Another type of data processing would average `N`

samples as above, but move forward between averages by `M`

samples rather than by 1 sample. The output data rate is `SR/M`

. This is the case of a system that acquires `N`

samples at `SR`

and averages them to produce a datapoint, then waits a relatively long time before acquiring another set of `N`

samples. This is readily applicable when the input signal is slowly varying and oversampling is used to improve bit code resolution. In the case of `M=N`

, the system acquires samples continuously at `SR`

and averages each batch of `N`

samples independently rather than with a moving window. We may simulate the transfer function with a few values of `M`

.

*Amplification and phase shift of the block average filter for N=8, M={8,32}.*

Effectively, a higher `M`

introduces aliasing into the output stream. The gain and phase do not "behave nicely" near multiples of `SR/(M*2)`

- note the factor of 2 due to the reduction on top of the Nyquist frequency. Keeping the signal bandwidth below `SR/(M*3)`

will ensure minimal change in averaged value (0.001 x) and phase compared to the static case. One concern here is that the gain is above 1 near multiples of `SR/(M*2)`

, which means noise frequencies may be amplified in the output, and due to the reduction of output rate by `1/M`

it is no longer possible to filter out this noise. This is because `SR`

is sufficient to capture the noise, and this is folded onto `SR/M`

output stream in a frequency that cannot be resolved as different. Therefore, when using `SR`

above the signal bandwidth (oversampling) while also not sampling continuously (undersampling), it would be prudent to include a hardware filter before the ADC which will eliminate frequencies above the signal bandwidth. Note this effect may be reduced by acquiring data with a jitter in the start of averaging (varying `M`

over time) which would spread the amplified portions across the spectrum.

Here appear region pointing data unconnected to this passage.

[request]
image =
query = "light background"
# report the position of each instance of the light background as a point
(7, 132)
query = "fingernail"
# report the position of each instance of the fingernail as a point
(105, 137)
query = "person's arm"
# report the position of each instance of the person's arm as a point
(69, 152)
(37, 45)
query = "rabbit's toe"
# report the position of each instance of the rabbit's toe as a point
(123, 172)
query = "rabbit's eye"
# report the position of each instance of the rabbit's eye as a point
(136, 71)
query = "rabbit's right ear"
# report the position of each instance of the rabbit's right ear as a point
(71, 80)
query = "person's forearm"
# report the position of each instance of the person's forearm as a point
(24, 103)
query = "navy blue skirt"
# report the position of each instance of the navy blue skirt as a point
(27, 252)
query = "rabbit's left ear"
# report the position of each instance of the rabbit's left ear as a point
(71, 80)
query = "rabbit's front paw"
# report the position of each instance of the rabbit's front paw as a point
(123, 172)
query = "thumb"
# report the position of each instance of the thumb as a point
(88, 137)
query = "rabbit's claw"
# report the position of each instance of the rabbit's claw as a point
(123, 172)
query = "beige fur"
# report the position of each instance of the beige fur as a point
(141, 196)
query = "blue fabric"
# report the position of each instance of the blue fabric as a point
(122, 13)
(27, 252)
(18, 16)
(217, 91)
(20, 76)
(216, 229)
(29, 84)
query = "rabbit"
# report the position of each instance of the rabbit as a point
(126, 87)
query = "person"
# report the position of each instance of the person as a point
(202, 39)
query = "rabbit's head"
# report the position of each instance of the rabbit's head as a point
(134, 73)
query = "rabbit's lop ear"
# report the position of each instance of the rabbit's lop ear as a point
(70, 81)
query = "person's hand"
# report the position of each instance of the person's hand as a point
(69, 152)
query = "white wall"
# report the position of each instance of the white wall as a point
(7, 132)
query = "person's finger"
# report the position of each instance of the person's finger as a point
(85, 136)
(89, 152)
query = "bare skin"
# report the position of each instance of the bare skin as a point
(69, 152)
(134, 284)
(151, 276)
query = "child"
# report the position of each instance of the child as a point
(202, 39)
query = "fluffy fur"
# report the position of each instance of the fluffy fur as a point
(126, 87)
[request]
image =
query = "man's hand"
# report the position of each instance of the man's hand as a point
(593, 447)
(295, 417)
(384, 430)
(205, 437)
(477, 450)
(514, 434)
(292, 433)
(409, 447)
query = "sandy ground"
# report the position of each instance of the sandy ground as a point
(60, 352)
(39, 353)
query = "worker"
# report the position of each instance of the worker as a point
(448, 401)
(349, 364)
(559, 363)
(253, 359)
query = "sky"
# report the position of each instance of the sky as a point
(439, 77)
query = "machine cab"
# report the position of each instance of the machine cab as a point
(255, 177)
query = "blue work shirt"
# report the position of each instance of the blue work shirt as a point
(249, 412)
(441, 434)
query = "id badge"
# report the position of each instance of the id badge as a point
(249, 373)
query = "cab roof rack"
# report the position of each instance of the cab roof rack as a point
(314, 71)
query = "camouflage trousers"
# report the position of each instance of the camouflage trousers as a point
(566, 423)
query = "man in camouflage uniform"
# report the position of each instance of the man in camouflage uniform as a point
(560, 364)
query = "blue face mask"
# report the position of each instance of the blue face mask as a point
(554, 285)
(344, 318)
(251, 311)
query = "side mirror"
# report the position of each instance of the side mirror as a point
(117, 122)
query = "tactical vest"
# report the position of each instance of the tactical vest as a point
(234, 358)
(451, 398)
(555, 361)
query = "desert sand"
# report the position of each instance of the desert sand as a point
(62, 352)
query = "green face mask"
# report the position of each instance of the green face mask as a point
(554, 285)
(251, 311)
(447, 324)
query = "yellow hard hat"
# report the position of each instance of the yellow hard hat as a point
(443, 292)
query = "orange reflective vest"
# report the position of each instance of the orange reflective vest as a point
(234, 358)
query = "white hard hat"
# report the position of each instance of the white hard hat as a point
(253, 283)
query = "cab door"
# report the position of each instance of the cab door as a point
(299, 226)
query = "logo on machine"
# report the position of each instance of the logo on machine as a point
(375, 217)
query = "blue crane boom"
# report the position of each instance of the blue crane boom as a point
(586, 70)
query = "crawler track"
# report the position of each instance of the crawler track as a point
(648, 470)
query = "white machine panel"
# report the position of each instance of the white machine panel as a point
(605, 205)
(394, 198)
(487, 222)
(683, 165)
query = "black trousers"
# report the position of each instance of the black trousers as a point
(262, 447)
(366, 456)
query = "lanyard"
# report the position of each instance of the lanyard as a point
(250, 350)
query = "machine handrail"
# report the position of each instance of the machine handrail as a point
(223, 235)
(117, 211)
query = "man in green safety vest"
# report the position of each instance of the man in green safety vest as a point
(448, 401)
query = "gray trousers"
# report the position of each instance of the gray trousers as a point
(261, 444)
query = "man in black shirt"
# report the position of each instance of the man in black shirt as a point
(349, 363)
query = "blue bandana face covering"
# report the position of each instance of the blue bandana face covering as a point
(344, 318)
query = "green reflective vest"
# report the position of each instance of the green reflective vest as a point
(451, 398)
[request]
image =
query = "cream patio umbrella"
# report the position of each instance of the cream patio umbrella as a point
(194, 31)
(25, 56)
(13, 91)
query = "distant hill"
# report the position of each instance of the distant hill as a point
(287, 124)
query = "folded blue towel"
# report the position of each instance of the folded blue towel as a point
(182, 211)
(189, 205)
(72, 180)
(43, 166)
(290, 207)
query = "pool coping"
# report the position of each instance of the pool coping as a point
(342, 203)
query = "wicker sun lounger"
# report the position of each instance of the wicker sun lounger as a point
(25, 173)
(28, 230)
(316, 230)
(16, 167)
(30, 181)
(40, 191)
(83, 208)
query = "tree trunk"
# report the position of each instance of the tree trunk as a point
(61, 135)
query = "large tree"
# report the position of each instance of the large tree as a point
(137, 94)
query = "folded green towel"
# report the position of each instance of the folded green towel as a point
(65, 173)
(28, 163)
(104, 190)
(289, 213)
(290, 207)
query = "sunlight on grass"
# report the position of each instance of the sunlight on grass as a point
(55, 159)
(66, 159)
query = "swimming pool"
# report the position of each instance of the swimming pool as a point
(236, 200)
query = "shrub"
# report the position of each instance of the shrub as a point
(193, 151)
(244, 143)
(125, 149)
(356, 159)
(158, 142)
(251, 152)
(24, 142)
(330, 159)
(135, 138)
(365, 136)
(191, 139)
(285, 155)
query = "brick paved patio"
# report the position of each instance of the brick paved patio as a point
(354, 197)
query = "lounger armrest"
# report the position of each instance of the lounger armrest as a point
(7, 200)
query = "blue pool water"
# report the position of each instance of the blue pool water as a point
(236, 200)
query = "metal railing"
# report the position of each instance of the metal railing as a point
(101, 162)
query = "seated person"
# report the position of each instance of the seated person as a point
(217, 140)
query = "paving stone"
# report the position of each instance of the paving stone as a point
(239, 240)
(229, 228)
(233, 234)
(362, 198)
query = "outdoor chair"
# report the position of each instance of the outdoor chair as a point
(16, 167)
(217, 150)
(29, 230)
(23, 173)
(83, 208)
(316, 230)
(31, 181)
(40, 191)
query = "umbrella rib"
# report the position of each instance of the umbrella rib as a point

Based on the above, a set of guidelines may be stated for measuring a signal with ADC. For resolution of 1 part in 100, `Fd=SR/(M*2.2)`

and `Fc=SR/(N*12.2)`

. For resolution of 1 part in 1000, `Fd=SR/(M*3)`

and `Fc=SR/(N*32.1)`

. The highest frequency of interest in the signal should be below the lower of `{Fd,Fc}`

. A hardware low-pass filter should be included that passes frequencies up to the higher of `{Fd,Fc}`

. Using the histogram for a static ADC reading at a defined `SR`

, `N`

should be chosen to give a dynamic range matching the desired resolution with the expected signal amplitude.